Ford, which revolutionized vehicle assembly in 1914 at its former Highland Park Assembly Plant, says reimagining manufacturing is in its DNA.
“More than 100 years ago, Ford created the moving assembly line, forever changing how vehicles would be mass produced,” says Joe Hinrichs, Ford’s president of Global Operations. “Today, we are reinventing tomorrow’s assembly line – tapping technologies once only dreamed of on the big screen – to increase our manufacturing efficiency and quality.”
During a walk around the facility, an engineer monitors the output of 23 3-D printing machines, which are cranking out parts for Ford’s soon-to-be-introduced Shelby Mustang GT500. So far, the parts are small and for low volume vehicle lines. The automaker plans to build more parts at a larger scale in the future.
Ford also is working with 10 3-D manufacturing companies to develop applications with different materials – from sand to nylon powder to carbon. One application currently in development has the potential to save Ford more than $2 million.
Another engineer is working with a collaborative robot, also known as a cobot, programming a safer way to install a vehicle part.
Ford has more than 100 cobots deployed in 24 plants around the world. The robots are smaller and can work safely alongside people, without protective cages. At the Livonia Transmission Plant, for example, a cobot performs a job that was so ergonomically difficult for employees that they could only do that job for one hour at a time. The cobots also help Ford reduce costs by eliminating the need for expensive safety cages that larger robots require.

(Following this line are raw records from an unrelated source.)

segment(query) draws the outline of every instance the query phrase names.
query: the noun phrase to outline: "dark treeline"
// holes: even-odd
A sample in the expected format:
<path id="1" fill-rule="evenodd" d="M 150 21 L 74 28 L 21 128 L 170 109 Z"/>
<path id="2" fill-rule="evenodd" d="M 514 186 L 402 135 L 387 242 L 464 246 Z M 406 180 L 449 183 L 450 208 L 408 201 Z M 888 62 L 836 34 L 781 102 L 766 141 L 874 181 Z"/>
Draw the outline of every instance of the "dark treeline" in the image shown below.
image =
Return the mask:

“While we are increasing our use of collaborative robots, we strongly believe there is a need for both people and robots,” says Hinrichs. “People are better at doing certain jobs, while robots are able to perform certain tasks, including those that are ergonomically taxing for people.”

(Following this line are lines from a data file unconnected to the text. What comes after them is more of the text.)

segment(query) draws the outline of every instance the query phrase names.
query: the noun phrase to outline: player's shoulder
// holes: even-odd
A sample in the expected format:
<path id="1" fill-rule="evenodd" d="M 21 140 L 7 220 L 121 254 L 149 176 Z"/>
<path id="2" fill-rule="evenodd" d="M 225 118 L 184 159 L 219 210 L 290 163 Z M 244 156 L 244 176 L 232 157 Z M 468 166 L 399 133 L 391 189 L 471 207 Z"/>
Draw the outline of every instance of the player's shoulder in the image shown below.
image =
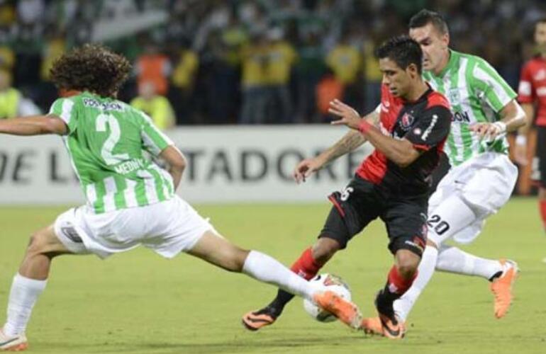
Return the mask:
<path id="1" fill-rule="evenodd" d="M 491 64 L 486 60 L 485 59 L 482 58 L 479 55 L 476 55 L 474 54 L 470 53 L 464 53 L 462 52 L 455 52 L 457 53 L 457 55 L 458 55 L 460 58 L 466 59 L 468 60 L 469 63 L 474 65 L 486 65 L 486 66 L 491 66 Z"/>
<path id="2" fill-rule="evenodd" d="M 434 107 L 442 107 L 450 110 L 451 105 L 450 105 L 450 101 L 442 93 L 437 91 L 430 90 L 427 96 L 426 109 Z"/>
<path id="3" fill-rule="evenodd" d="M 527 62 L 523 63 L 523 69 L 536 69 L 541 67 L 546 67 L 546 61 L 540 58 L 540 57 L 533 57 L 529 59 Z"/>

Across the room, a pair of engineers use virtual reality headsets to design and simulate production lines. Ford is banking on augmented and virtual reality to help it simulate and design assembly lines to build millions of vehicles.
Here’s how it works: Experts don specialized gaming equipment and configure a virtual reality production line without ever leaving Redford Township, allowing them to identify potentially hazardous maneuvers and fine tune workflow long before an assembly line is constructed.
They also develop specialized experiences in augmented and virtual reality to allow Ford manufacturing teams to work collaboratively in plants around the world, enabling people on different continents to work in the same virtual experience simultaneously.